Georgetown University
Georgetown University, Brinsmade Lab
Georgetown University, Dept of Biology

About Our Lab


Our lab is interdisciplinary in nature. We use cutting-edge and genome-wide methods to answer biological questions at the interface of metabolism and pathogenesis in Gram-positive bacteria. Currently, we are seeking to understand how a bacterium couples changes in intracellular abundance of key metabolites to changes in physiology and global gene expression, including genes that direct the synthesis of virulence factors. We are using the CodY regulon of Staphylococcus aureus as a model system.

Mapping intersecting metabolic and virulence gene expression patterns in S. aureus.

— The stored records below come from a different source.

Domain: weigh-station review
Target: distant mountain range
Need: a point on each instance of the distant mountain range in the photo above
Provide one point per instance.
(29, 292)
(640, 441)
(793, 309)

crystal structure of CodYIn S. aureus, CodY is activated as a DNA-binding protein by two classes of small molecule signals – the branched-chain amino acids isoleucine, leucine and valine (ILV), and GTP (Figure 1). We know the targets of CodY in S. aureus, but the threshold concentrations of active CodY required to regulate each gene remain unknown. We are systematically modulating CodY activity by using the unique cultivation conditions of a chemostat to titrate the abundance of CodY’s signals and by exploiting key genetic variants to block the reception of the ILV signal. Determining these threshold activities will allow us to construct a hierarchy (essentially a firing sequence) of gene expression mediated by CodY. Of particular interest to us is the location of the CodY-dependent virulence genes in this hierarchy. Are they turned on when CodY activity is moderately altered? Are they turned on when CodY activity drops substantially? Or, are the virulence genes turned on at different thresholds according to their role during infection of the host?

Staphylococcal pathogenesis is rooted in bacterial physiology.

CodY is central to metabolism

CodY is a global regulator of metabolism and pathogenesis gene expression in S. aureus. Genes under CodY control include those that control the rate of synthesis of its ILV signal, establishing a potential negative feedback loop. By sensing ILV availability, S. aureus can use CodY to monitor the status (or in fact adjust the activity) of multiple pathways that depend on ILV or its precursors. This can impact virulence factor production (Figure 2). We are collaborating with Professors Kyu Rhee and Elizabeth Alexander at Weill Cornell Medical College to understand how S. aureus uses CodY to reorient carbon and nitrogen metabolism to prioritize specific pathways during changes in nutrient availability. Adding labeled nutrients allows us to trace their fate. Understanding metabolic pathways favored under different environmental conditions may reveal new antimicrobial targets.


Quantifying changes in the CodY regulon upon induction of physiological stress response systems.

All cellular metabolites are connected to each other through their common origins in central metabolic pathways. Therefore, an environmental stress might indirectly alter the levels of metabolites used to measure nutrient sufficiency, including those monitored by CodY. We are testing the hypothesis that CodY is a central integrator of both nutritional limitation and environmental stress responses that are relevant to infection.